Newsquest boss says local journalism needs 'proper help now' from Government to survive

The chief executive of Newsquest has called on the Government to provide “proper help now” to local journalism, adding: “Time is running out.”

Henry Faure Walker said the Government must “get out of the slow lane” and be bold in its support for local journalism, including the BBC-funded local democracy reporter service.

In a speech at a Westminster Media Forum event on the future of news on Tuesday, Faure Walker said: “It’s great that the Government has recognised something needs to be done, but they commissioned the Cairncross report over 18 months ago, and frankly local journalism needs proper help now.”

Dame Frances Cairncross was tasked with looking at the sustainability of high-quality journalism in the face of a rapidly changing marketplace for news publishers, and her report set out nine recommendations.

The Competition and Markets Authority opened an investigation into the dominance of Facebook and Google in the digital advertising market in response.

The Government had not published its full response to the review before Parliament broke up for the snap general election, but it did reveal plans to establish a £2m pilot Future News Fund to help local news publishers find innovative ways of providing sustainable public interest journalism.

But Faure Walker said this week that the one-off £2m fund was “a little light by comparison” with other countries’ efforts.

He pointed to Canada’s £70m annual fund which will support local journalism over the next five years, and a six-year fund in Denmark that provided £44m in 2018.

“It certainly looks light compared to the £1bntax credits that go to other creative industries,” Faure Walker said. “Why does a local museum get support but not local journalism?”

He also urged the Government to provide influence and funding to help the BBC in its aim to expand its Local News Partnerships which funds 150 local democracy reporters across the UK. Cairncross also recommended the expansion.

The expansion of the scheme, which Faure Walker said was “proving to be a really successful model”, is entirely dependent on the BBC finding external sources of funding.

“I don’t believe in the need for long term support nor am I suggesting [the Government] support publishing companies,” Faure Walker said.

“I am saying they should support local journalism and local public interest reporters for the next three to five years and work with the industry in delivering this.

“Local journalism is a huge public good, and DCMS and Government need to get out of the slow lane and be bold — otherwise our local communities, the fabric of our society, will deteriorate just at a time when we as a nation need them most.”

According to the News Media Association, Cairncross acknowledged at the same event that the Government had been slow to act on her report, but added she was hopeful the next Government would move it forward.

Comments

5 thoughts on “Newsquest boss says local journalism needs 'proper help now' from Government to survive”
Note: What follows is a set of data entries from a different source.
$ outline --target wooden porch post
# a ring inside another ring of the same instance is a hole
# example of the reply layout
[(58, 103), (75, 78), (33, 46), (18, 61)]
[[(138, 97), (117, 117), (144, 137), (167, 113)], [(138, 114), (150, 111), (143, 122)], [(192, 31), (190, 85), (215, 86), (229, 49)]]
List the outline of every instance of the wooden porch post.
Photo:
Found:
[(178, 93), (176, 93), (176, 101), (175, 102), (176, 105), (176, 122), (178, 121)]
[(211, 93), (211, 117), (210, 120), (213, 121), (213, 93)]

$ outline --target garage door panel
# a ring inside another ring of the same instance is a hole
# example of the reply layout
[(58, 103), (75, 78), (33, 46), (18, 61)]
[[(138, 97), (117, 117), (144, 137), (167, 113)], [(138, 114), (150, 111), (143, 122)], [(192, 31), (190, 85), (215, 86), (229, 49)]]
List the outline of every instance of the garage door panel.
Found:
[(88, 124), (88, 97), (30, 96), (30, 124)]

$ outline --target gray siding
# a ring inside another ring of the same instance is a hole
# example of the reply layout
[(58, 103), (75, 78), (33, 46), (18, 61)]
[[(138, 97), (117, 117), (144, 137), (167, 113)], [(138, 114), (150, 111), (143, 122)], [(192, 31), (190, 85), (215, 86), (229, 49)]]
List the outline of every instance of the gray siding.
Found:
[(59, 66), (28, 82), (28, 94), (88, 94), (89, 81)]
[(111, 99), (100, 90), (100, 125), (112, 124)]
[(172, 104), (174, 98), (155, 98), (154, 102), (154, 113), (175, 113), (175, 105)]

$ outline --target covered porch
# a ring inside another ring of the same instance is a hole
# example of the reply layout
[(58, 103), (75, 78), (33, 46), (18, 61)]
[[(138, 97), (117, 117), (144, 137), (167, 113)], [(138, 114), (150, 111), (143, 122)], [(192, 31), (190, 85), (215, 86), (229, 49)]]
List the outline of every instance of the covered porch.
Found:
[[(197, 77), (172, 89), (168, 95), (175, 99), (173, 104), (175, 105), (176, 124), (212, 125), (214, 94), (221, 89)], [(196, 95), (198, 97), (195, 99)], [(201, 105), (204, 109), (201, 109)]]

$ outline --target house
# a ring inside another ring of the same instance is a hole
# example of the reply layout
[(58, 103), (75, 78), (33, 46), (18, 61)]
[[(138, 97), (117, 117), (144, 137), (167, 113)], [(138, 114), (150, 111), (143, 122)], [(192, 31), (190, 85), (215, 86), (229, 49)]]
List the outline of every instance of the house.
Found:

  1. Why should the government or public prop up badly run and failing regional publishers?
    They’re businesses not charities!
    Why does someone like old Etonian Walker think he should get a hand out after years of paying himself and his executives inflated salaries and bonuses while laying off hard working staff?

    It’s the small hyper local publishers who should get the help , not the dinosaurs, it’s these new independents who are providing the real local news service to communities,not the bigger groups.

    If your outdated business model is broken HFW then hard luck, sort it out yourself without expecting others to bail you out.

    It’s no wonder the industry’s in total disarray and on its knees with this type of arrogant, entitled and pompous attitude running through it.

  2. Begging subsidies from political masters or tech giants is a senseless substitute for a model simply based on payment for the consumer’s access to read what they actually do read. If we were to pay on monthly contracts for packages of our choice of news media, reflecting our flipping-around habits and interests, just like everyone consumes personally selected packages of TV, cable, communications etc, then all professional news media, large and small, would have the prospect of a predictable, reliable revenue stream on which to plan and develop, and with which to project longterm viability.
    Packages could and should include the whole range of consumer preference, from major titles to local and specialist journalism and quality blogs. This multi-choice option should be available for the large group of news readers who do not limit to one or two subscription brands but browse liberally according to their interests the behaviour the internet came into being to stimulate – and already monetized by Apple’s recently acquired magazine-packager Texture). The subscription package model would make honest consumers of all those with eclectic reading patterns and a reasonable amount of curiosity about daily events. It is unrealistic and unfair to expect people to pay a full subscription to a brand when they read 10 or 12 pages of tennis or contemporary dance coverage in it per month. But if a relevant interest section of that brand was included in their paid package, it would pay towards that brand’s journalism, and provide a familiar, scalable and versatile income model for the whole range of news media, top to bottom.
    The chief obstruction to the form of routine commercial collaboration that drives broadband packages seems to be the fearfulness of the big news beasts, who use their subscriptions to ringfence their brand around a relatively small number of readers in a very old-school and artificial way. There are millions of readers out there escaping their net because they’re behaving like today’s readers, not yesterday’s. Cairncross’s solutions, with complex, anti-liberal interventions by government and tech giants, were pretty far-fetched – it seems blindingly obvious that consumers want to and should pay for what they read, but they lack a sensible or realistic way to do so. The journalism industry needs to collaborate to get their money.